If the formation of the indigenous clergy was to be a fundamental aspect of mission policy, the second aspect was his own commitment to reach out to the most abandoned giving rise to the SMA prioritising Primary Evangelisation as one of its principal targets.

These two aspects of the missionary apostolate were what shaped his attitude and determined his vision. They also were to determine the vision of SMA up to this very day.

  • The commitment to be involved in the local church ensuring it would be developed and managed by its own people
  • And the commitment to the most abandoned peoples of Africa

were to be enshrined in our policy-making and to be the basis for our SMA mission location and apostolate.

Today’s Gospel account describes Jesus commissioning his disciples – “Go out to the whole world, proclaim the Good News to all creation”

Melchior de Marion Bresillac’s love for the continent to which he was to dedicate the work of the Society was to inspire and compel him to go ashore to be with the people he had come to serve” even if around him the advice he was given would have suggested staying safely on board ship.

It was the culmination of all his work over the previous decade’s for resources, for recruitment, for animation about mission. Now at last he had come to Africa, to his people, to his territorial see” And go ashore he must and he did. He was going to proclaim the Good News to the people entrusted to him.

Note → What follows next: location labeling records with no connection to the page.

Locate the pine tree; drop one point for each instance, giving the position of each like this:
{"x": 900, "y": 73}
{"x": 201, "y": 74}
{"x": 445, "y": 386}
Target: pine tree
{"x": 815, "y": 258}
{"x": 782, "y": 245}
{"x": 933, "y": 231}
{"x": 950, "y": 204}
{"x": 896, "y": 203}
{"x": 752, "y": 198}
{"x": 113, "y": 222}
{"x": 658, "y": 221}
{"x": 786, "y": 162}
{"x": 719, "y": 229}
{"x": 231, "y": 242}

And we know the rest. Fr Riocreux became ill and after a few days of fever he died on 2 June, aged 27. Meanwhile Fr Bresson too became ill and died on 5 June, aged 47. When Br Gratien became ill, Brésillac was already beginning to see the tragic end to his mission in Sierra Leone and even spoke about moving the mission further along the coast to Dahomey. When Gratien died on 13 June at the age of 29, Brother Eugene was sent back to France. By then Bresillac himself had become ill and though he seemed to respond to some medical treatment and to hold out hope of recovery, his condition deteriorated a few days later and by then Fr Reymond too was ill. Bishop Brésillac died on 25 June at the age of 46, and Fr Reymond three days later aged 36. A French trader was present as the bishop died and he recorded the final moments including the spoken words of the Founder “Faith, hope” and the uncompleted word “Charity” and finally his very last words – and not insignificant – “Thank you”.

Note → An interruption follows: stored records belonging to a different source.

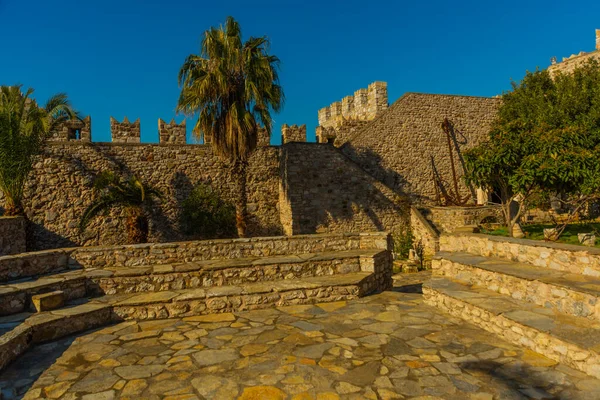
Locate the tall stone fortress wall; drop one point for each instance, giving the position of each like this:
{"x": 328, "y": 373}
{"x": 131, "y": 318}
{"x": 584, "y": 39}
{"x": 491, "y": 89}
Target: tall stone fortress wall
{"x": 406, "y": 146}
{"x": 294, "y": 188}
{"x": 569, "y": 64}
{"x": 342, "y": 118}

The sacrifice that was to be so much a part of the SMA for the next fifty years had begun. That sacrifice at Freetown was to motivate and inspire men and later women to continue to come to Africa to fulfil the mission command of Jesus. What ended tragically in Freetown was to mark the beginning of a new phase of evangelisation that brought the message of Jesus Christ to the notorious West Coast of Africa and in time over the next 150 years to many other parts of that vast continent.

Today we look back and recall and remember. We remember the price that has been paid, we remember the generosity of so many of our confreres who have gone before us showing us an example and inspiring us not to spare ourselves in the service of God and in the bringing of the Good News to people who have not yet heard it. That work, that vision continues today. We ought to take pride in being part of it. And, for the privilege it is for us to be part of it, we too could make as our own message to God the very last words of Bishop Melchior de Marion Brésillac: “Thank You”.